Background: Abnormalities in pulse wave amplitude (PWA) have been described in subjects with atherosclerosis and may be a marker of future cardiac events. We evaluated the relationship between changes in PWA of the finger and peripheral endothelial function.
Methods: We performed measurements of PWA with a novel finger plethysmograph (peripheral arterial tonometry [PAT]) and compared the findings with a simultaneous noninvasive measurement of peripheral endothelial function with brachial artery ultrasound scanning (BAUS) in 89 subjects. The PAT hyperemia ratio was defined as the ratio of PWA during reactive hyperemia relative to the baseline. Flow-mediated dilation (FMD) was defined by BAUS as the ratio of the brachial artery diameter during reactive hyperemia relative to the baseline.
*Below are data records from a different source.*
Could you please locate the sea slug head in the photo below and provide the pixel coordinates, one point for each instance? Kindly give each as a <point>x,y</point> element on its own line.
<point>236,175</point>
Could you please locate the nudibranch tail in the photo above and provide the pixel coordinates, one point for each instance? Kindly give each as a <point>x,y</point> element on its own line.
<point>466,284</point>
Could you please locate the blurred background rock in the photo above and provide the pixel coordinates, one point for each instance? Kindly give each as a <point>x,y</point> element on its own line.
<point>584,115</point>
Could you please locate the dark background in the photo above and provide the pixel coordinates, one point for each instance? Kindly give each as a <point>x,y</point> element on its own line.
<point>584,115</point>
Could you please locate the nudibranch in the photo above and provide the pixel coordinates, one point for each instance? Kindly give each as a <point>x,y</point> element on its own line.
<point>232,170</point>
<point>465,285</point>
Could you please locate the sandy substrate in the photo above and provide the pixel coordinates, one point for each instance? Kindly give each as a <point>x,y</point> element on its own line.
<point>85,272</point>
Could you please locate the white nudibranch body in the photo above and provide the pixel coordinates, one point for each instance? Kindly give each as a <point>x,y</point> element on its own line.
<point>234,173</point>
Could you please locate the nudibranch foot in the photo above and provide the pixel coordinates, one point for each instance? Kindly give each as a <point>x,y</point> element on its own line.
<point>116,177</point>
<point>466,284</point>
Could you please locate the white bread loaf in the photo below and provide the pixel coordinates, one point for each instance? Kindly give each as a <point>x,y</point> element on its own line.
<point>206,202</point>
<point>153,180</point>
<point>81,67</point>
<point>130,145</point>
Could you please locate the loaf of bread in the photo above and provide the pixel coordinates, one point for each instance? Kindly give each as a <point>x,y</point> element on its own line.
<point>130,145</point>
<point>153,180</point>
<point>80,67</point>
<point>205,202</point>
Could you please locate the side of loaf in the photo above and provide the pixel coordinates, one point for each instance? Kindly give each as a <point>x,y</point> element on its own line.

Sixty-eight subjects underwent exercise myocardial perfusion imaging (ExMPI).
Results: Fifty-four men and 35 women were examined. There was a linear relationship between the PAT hyperemia ratio and FMD during the same episode of reactive hyperemia (r = 0.55, P <.0001). Subjects in the lowest FMD quartile had the lowest PAT hyperemia ratio, whereas subjects in the highest FMD quartile had the highest PAT hyperemia ratio (P <.001 for trend). Similar to BAUS, the PAT hyperemia ratio was more impaired in subjects with cardiovascular risk factors and in subjects with ExMPI studies that were indicative of coronary artery disease.
Conclusions: Assessment of PWA with PAT demonstrates patterns of abnormality similar to that of BAUS assessment of FMD. PWA during reactive hyperemia is influenced by factors known to affect endothelial function, including cardiovascular risk factors and coronary artery disease. These findings support the concept that analysis of PWA with PAT during reactive hyperemia may be used to study peripheral vascular endothelial function.